En ce qui concerne la condition d’urgence :

4. L’urgence justifie que soit prononcée la suspension d’un acte administratif lorsque l’exécution de celui-ci porte atteinte, de manière suffisamment grave et immédiate, à un intérêt public, à la situation du requérant ou aux intérêts qu’il entend défendre. Il appartient au juge des référés, saisi d’une demande de suspension d’une décision refusant la délivrance d’un titre de séjour, d’apprécier et de motiver l’urgence compte tenu de l’incidence immédiate du refus de titre de séjour sur la situation concrète de l’intéressé.
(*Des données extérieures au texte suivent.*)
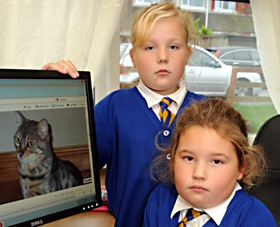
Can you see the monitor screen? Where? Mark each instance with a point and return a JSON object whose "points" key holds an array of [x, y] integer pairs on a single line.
{"points": [[48, 158]]}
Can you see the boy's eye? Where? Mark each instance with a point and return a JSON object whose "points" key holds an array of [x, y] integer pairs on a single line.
{"points": [[30, 144], [150, 48]]}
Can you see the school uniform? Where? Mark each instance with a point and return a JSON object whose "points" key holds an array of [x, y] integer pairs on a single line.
{"points": [[239, 210], [126, 127]]}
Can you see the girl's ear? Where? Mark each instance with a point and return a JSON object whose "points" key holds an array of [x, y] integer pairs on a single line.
{"points": [[132, 58], [242, 170], [189, 54]]}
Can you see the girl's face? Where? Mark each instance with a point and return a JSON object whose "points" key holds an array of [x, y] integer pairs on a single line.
{"points": [[161, 60], [205, 167]]}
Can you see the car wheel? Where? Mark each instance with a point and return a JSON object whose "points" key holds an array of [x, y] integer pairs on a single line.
{"points": [[243, 91]]}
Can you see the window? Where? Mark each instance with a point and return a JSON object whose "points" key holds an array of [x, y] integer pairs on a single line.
{"points": [[210, 68], [192, 3], [228, 6], [145, 2]]}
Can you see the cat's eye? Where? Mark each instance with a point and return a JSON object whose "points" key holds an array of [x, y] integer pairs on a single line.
{"points": [[30, 144], [17, 140]]}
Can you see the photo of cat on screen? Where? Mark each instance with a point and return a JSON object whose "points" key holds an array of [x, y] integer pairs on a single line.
{"points": [[43, 151], [40, 170]]}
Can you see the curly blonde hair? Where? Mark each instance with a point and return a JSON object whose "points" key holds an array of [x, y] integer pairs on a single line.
{"points": [[217, 114], [145, 19]]}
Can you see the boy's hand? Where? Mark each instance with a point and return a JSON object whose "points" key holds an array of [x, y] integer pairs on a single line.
{"points": [[64, 67]]}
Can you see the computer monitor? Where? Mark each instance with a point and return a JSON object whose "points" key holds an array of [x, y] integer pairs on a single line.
{"points": [[48, 158]]}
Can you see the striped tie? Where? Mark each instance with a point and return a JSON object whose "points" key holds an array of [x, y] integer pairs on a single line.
{"points": [[166, 115], [191, 214]]}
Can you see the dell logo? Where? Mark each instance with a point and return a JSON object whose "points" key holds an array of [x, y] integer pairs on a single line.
{"points": [[35, 223]]}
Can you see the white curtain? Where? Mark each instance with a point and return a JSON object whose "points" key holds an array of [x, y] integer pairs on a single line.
{"points": [[34, 32], [266, 17]]}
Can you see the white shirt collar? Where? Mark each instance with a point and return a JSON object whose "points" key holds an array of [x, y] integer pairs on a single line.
{"points": [[152, 98], [216, 213]]}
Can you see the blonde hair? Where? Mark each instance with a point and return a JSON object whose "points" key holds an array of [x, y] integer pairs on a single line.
{"points": [[146, 18], [216, 114]]}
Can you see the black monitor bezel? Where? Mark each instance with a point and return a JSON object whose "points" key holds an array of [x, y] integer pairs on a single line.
{"points": [[50, 74]]}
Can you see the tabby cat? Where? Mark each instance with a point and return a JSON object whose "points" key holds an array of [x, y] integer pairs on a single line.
{"points": [[40, 171]]}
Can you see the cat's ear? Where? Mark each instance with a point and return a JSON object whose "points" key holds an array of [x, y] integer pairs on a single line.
{"points": [[43, 129], [20, 118]]}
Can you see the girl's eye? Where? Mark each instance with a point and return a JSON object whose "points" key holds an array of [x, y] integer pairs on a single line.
{"points": [[30, 144], [173, 47], [217, 162], [188, 158]]}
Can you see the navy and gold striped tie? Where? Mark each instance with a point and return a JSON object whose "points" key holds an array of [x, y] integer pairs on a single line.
{"points": [[166, 115], [191, 214]]}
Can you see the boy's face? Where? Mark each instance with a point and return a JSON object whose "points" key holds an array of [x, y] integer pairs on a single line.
{"points": [[161, 60], [205, 167]]}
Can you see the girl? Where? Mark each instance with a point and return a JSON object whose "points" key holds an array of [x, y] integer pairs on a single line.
{"points": [[207, 161]]}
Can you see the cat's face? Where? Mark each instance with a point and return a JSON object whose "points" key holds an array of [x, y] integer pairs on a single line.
{"points": [[31, 139]]}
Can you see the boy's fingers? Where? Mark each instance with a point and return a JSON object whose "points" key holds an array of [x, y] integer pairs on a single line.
{"points": [[64, 67]]}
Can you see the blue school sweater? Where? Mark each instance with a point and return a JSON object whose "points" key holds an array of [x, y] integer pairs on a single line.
{"points": [[126, 129], [244, 210]]}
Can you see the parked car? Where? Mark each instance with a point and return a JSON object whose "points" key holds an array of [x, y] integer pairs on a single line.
{"points": [[237, 55], [205, 74]]}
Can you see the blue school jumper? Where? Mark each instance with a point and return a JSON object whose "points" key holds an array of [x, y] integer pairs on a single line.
{"points": [[126, 129], [244, 210]]}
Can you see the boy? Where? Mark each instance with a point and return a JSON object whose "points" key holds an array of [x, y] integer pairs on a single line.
{"points": [[128, 121]]}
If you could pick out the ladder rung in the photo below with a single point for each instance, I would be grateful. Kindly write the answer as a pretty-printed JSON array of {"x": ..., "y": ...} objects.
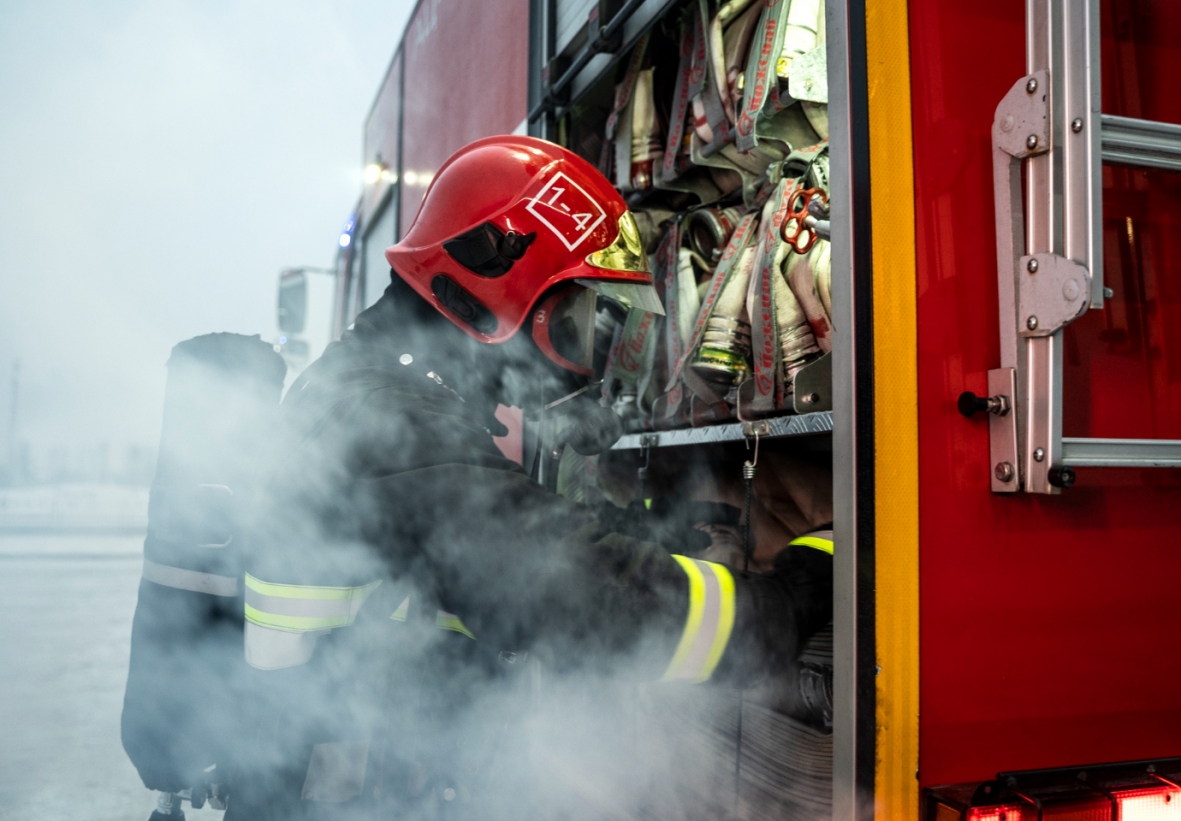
[
  {"x": 1121, "y": 453},
  {"x": 1141, "y": 142}
]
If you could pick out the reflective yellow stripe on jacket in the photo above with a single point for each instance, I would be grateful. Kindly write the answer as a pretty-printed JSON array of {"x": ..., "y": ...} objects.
[
  {"x": 282, "y": 621},
  {"x": 302, "y": 607},
  {"x": 821, "y": 540},
  {"x": 710, "y": 620}
]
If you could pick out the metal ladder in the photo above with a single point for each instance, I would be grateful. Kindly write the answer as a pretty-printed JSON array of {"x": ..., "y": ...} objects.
[{"x": 1049, "y": 246}]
Cette condition d’urgence sera en principe constatée dans le cas d’un refus de renouvellement du titre de séjour.

5. Le préfet du Nord n’apporte aucun élément de nature à remettre en cause la présomption d’urgence qui s’attache à la situation de M. A.... Par suite, la condition d’urgence doit être regardée comme remplie.
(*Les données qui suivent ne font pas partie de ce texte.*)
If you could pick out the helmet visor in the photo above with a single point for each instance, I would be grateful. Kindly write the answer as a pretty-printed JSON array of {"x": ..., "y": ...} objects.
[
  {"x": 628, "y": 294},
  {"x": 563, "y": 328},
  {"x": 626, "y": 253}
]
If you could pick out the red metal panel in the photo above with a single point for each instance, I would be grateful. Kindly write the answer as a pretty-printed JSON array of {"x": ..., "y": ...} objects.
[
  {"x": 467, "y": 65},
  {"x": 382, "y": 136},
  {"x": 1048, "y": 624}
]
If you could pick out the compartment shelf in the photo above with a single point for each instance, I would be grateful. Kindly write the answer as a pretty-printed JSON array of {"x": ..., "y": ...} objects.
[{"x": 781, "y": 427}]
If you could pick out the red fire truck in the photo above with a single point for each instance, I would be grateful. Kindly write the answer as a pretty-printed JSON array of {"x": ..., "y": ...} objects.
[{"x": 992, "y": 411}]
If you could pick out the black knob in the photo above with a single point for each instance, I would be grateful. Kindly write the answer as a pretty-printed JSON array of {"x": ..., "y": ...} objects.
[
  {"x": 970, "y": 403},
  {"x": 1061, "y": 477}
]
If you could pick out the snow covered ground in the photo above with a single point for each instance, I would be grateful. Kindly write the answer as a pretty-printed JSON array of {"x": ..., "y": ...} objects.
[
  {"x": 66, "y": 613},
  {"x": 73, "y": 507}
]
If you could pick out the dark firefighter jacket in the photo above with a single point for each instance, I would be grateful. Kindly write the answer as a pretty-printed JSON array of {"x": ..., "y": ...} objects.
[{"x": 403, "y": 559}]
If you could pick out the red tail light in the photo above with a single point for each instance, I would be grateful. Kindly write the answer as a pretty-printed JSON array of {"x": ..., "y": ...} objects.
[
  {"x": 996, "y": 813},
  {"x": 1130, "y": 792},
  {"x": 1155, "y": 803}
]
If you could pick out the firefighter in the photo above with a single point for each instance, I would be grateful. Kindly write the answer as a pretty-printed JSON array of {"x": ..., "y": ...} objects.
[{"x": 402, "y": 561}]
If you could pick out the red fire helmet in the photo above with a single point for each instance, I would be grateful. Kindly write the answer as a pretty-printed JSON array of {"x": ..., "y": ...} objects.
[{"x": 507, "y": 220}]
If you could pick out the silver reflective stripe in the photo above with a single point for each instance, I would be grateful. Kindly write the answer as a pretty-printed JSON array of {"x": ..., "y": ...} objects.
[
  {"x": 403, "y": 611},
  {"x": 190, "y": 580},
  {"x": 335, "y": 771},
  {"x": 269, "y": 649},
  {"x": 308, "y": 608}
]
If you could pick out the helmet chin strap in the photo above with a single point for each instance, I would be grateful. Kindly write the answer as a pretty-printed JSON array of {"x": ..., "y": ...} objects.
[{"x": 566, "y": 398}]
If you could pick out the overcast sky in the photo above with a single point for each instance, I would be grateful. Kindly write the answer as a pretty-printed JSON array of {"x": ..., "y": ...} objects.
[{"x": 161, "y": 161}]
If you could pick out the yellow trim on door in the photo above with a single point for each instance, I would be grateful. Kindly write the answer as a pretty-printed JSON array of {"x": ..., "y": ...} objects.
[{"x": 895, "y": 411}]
En ce qui concerne le doute sérieux sur la légalité de la décision de refus de délivrance d’un titre de séjour :

6. En l’état de l’instruction, le moyen tiré de ce que le préfet du Nord a fait une inexacte application des dispositions de l’article L. 423-23 du code de l’entrée et du séjour des étrangers et du droit d’asile parait de nature à créer un doute sérieux sur la légalité de la décision dont il est demandé de suspendre l’exécution.

7. Il résulte de tout ce qui précède que les conditions d’application de l’article L. 521-1 du code de justice administrative étant réunies, il y a lieu de suspendre l’exécution de la décision implicite par laquelle le préfet du Nord a refusé à M. A... le renouvellement de son titre de séjour.
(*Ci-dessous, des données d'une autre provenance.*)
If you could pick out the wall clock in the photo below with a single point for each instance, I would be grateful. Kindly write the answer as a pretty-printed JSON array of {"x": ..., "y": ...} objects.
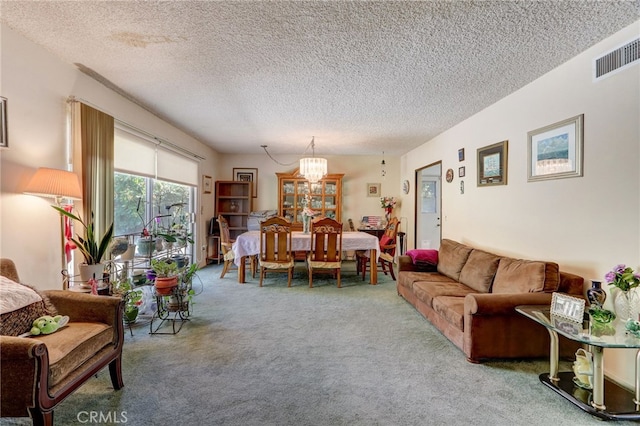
[{"x": 450, "y": 175}]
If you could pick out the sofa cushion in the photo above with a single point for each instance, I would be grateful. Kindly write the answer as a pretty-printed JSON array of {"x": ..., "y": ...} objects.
[
  {"x": 423, "y": 255},
  {"x": 452, "y": 257},
  {"x": 426, "y": 291},
  {"x": 450, "y": 308},
  {"x": 525, "y": 276},
  {"x": 20, "y": 305},
  {"x": 479, "y": 270},
  {"x": 73, "y": 345}
]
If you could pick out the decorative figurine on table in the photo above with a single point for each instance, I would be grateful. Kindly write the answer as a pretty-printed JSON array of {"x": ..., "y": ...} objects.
[
  {"x": 596, "y": 296},
  {"x": 307, "y": 214}
]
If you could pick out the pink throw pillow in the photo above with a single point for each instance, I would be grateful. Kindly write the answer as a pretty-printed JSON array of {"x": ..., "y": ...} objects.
[
  {"x": 423, "y": 255},
  {"x": 385, "y": 241}
]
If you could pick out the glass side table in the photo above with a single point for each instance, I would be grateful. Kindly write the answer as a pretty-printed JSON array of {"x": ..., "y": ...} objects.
[{"x": 618, "y": 403}]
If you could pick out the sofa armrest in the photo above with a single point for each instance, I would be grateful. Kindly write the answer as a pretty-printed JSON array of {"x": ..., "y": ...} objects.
[
  {"x": 19, "y": 348},
  {"x": 405, "y": 263},
  {"x": 21, "y": 368},
  {"x": 82, "y": 307},
  {"x": 502, "y": 303}
]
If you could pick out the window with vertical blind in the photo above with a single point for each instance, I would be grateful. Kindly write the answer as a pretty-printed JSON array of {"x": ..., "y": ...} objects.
[
  {"x": 139, "y": 155},
  {"x": 154, "y": 185}
]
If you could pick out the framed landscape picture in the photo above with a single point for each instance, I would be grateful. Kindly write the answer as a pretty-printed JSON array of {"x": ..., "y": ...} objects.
[
  {"x": 373, "y": 190},
  {"x": 247, "y": 175},
  {"x": 492, "y": 164},
  {"x": 555, "y": 151}
]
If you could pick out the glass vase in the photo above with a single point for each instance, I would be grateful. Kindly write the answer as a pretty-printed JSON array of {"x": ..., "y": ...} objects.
[
  {"x": 627, "y": 305},
  {"x": 596, "y": 294}
]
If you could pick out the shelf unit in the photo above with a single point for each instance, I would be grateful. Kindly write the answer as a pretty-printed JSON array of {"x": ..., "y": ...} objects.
[
  {"x": 234, "y": 202},
  {"x": 325, "y": 195}
]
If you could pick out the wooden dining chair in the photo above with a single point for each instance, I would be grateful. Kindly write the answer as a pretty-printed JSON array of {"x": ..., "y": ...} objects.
[
  {"x": 275, "y": 248},
  {"x": 326, "y": 248},
  {"x": 226, "y": 244},
  {"x": 387, "y": 251}
]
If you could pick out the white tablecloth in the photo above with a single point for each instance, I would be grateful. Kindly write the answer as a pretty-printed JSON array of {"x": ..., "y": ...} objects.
[{"x": 248, "y": 243}]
Sur les conclusions à fin d’injonction :

8. La présente ordonnance implique nécessairement que le préfet du Nord réexamine la situation de M. A.... Il y a par suite lieu d’enjoindre au préfet du Nord de procéder à ce réexamen dans le délai de deux mois à compter de la notification de la présente ordonnance, en tenant compte des motifs de celle-ci, et de délivrer dans l’attente, dans le délai de 72 heures, et jusqu’à ce que ce réexamen soit réalisé, un récépissé de dépôt de sa demande l’autorisant à travailler. Il n’y a pas lieu d’assortir cette injonction d’une astreinte.

Sur les frais liés au litige :

9. Il y a lieu, dans les circonstances de l’espèce, de mettre à la charge de l’Etat le versement à M. A... de la somme de 1 000 euros en application des dispositions de l’article L. 761-1 du code de justice administrative.


O R D O N N E :


Article 1er : L’exécution de la décision implicite par laquelle le préfet du Nord a refusé d’accorder à M. A... le renouvellement de son titre de séjour est suspendue, jusqu’à ce qu’il soit statué au fond sur sa légalité.

Article 2 : Il est enjoint au préfet du Nord de procéder au réexamen de la demande de M. A..., dans un délai de deux mois à compter de la notification de la présente ordonnance et de lui délivrer, dans le délai de 72 heures, un récépissé l’autorisant à travailler, valable jusqu’à ce que ledit réexamen soit réalisé.

Article 3 : L’Etat versera à M. A... la somme de 1 000 euros au titre de l’article L. 761-1 du code de justice administrative.

Article 4 : La présente ordonnance sera notifiée à M. B... A..., au préfet du Nord et au ministre de l’intérieur.


Fait à Lille, le 6 janvier 2026.

La juge des référés,

Signé,

AM. Leguin

La République mande et ordonne au ministre de l’intérieur en ce qui le concerne et à tous commissaires de justice à ce requis en ce qui concerne les voies de droit commun, contre les parties privées, de pourvoir à l’exécution de la présente ordonnance.